Abstracts

S9.3 Imaging in Urogynaecology

Dr Ixora Kamisan Atan
Symposium 9 – Urogynaecology & the Gynaecologist

Universiti Kebangsaan Malaysia Medical Centre (UKMMC), Malaysia

Imaging of the lower urinary tract was first described in 1928, followed by bead chain cystourethrography in the 1940s and video cystourethrography when fluoroscopy was introduced in 1970s. In recent decades there is an increasing interest in lower urinary tract and pelvic floor imaging amongst urogynaecologists and pelvic floor surgeons. This may be attributed by the fact that female pelvic floor dysfunction involves multifactorial aetiology and pathophysiology, which are still poorly understood. Imaging has a great potential to enhance both research and clinical management in this field. To date this potential is still underutilised.

With advances in medical imaging, imaging of the lower urinary tract and pelvic floor can be achieved by various techniques such as X-ray, computed tomography (CT), magnetic resonance imaging (MRI), and ultrasound (either endovaginal, translabial/transperineal or endoanal). Although MRI and CT provide high quality imaging, they are limited by cost and accessibility. Surgical management of pelvic floor disorders depends on a comprehensive understanding of the structural integrity and function of the pelvic floor.
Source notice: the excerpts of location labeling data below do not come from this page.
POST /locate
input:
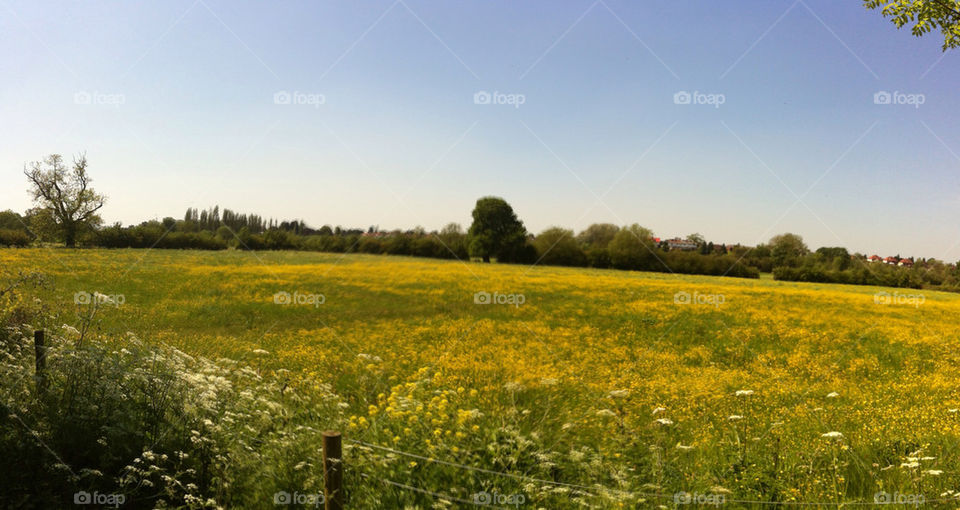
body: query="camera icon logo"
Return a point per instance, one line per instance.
(482, 498)
(281, 97)
(281, 498)
(481, 97)
(82, 97)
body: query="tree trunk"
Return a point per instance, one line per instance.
(70, 236)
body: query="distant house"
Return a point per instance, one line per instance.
(681, 244)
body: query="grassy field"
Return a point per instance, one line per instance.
(630, 386)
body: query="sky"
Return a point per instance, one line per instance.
(737, 120)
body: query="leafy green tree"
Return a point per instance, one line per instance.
(632, 248)
(66, 194)
(787, 249)
(924, 16)
(598, 235)
(595, 240)
(557, 247)
(496, 232)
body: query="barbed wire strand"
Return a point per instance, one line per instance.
(586, 489)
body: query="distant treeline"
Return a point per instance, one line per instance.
(598, 246)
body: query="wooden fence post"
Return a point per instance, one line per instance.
(40, 372)
(332, 470)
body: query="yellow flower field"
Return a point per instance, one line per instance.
(621, 388)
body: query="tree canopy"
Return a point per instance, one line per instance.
(924, 16)
(64, 195)
(496, 232)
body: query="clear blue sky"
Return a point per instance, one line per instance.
(182, 114)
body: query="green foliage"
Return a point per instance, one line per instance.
(632, 248)
(497, 233)
(161, 428)
(924, 16)
(557, 247)
(787, 249)
(66, 195)
(17, 238)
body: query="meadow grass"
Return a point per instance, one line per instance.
(623, 383)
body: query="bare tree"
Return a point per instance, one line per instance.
(65, 193)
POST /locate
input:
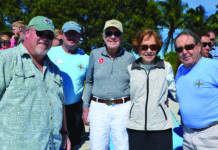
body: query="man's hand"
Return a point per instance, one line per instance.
(66, 142)
(85, 116)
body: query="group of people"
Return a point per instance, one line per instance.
(43, 103)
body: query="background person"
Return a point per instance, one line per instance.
(205, 44)
(32, 114)
(196, 89)
(214, 49)
(151, 82)
(73, 63)
(6, 40)
(107, 86)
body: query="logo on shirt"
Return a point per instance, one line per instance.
(80, 66)
(101, 60)
(59, 61)
(199, 83)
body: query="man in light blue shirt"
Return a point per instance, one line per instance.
(73, 63)
(196, 89)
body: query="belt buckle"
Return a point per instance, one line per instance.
(109, 103)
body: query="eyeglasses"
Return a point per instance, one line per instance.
(186, 47)
(153, 47)
(59, 40)
(110, 33)
(71, 33)
(204, 44)
(41, 34)
(5, 42)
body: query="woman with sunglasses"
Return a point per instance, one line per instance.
(151, 83)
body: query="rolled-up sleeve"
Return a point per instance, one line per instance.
(171, 83)
(4, 74)
(89, 82)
Ultrasonography (especially transperineal and translabial approach) has emerged as a procedure that is relatively easy to perform, cost-effective and widely available, thus generally superior for pelvic floor imaging.
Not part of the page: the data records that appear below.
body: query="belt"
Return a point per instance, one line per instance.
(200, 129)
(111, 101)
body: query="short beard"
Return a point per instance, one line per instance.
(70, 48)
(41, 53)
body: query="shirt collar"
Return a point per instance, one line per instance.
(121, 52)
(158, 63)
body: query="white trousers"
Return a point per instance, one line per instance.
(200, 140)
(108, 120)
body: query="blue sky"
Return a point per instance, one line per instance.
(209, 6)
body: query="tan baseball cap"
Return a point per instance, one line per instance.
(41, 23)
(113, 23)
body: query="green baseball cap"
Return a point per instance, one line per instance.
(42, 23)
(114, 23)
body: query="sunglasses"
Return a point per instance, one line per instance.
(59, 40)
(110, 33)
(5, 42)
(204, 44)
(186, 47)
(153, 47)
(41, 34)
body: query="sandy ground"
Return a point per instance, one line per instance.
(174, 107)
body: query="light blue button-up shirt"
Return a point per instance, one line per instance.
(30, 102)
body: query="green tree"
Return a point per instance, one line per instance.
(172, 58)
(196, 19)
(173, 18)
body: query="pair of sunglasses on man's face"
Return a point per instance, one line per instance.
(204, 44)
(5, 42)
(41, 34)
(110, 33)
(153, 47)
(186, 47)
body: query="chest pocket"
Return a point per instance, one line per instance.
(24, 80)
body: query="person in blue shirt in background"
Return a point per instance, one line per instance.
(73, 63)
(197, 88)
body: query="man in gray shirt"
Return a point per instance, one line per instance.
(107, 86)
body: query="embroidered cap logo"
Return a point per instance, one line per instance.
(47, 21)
Its clinical utility in the management of incontinent women and those with pelvic organ prolapse is well documented in the literature. These include diagnostic work-up, pre-operative investigations, dealing with treatment failure and post-operative complications. Ultrasound including two-dimensional (2D), three-dimensional (3D) and 4D imaging provide information on residual bladder volume, detrusor wall thickness, and bladder neck mobility, and in assessing pelvic organ prolapse as well as levator ani function and integrity. It is equivalent to other imaging modalities in diagnosing conditions as diverse as urethral diverticulum, rectal intussusception and levator ani trauma. Assessment of levator integrity facilitates patient selection for prolapse mesh augmented pelvic reconstructive surgery by identifying those at high risk of recurrence. It also allows evaluation of obstructed defecation and fecal incontinence, and visualisation of modern slings and mesh implants dynamically. Birth trauma to the levator ani muscle which seems to be the central aetiological factor for pelvic organ prolapse and recurrence is easily diagnosed by pelvic floor ultrasound. Similarly, delivery-related trauma to the external and internal anal sphincter is central to the aetiology of anal incontinence in women is easily diagnosed using either endo- or exoanal (translabial or perineal) ultrasound.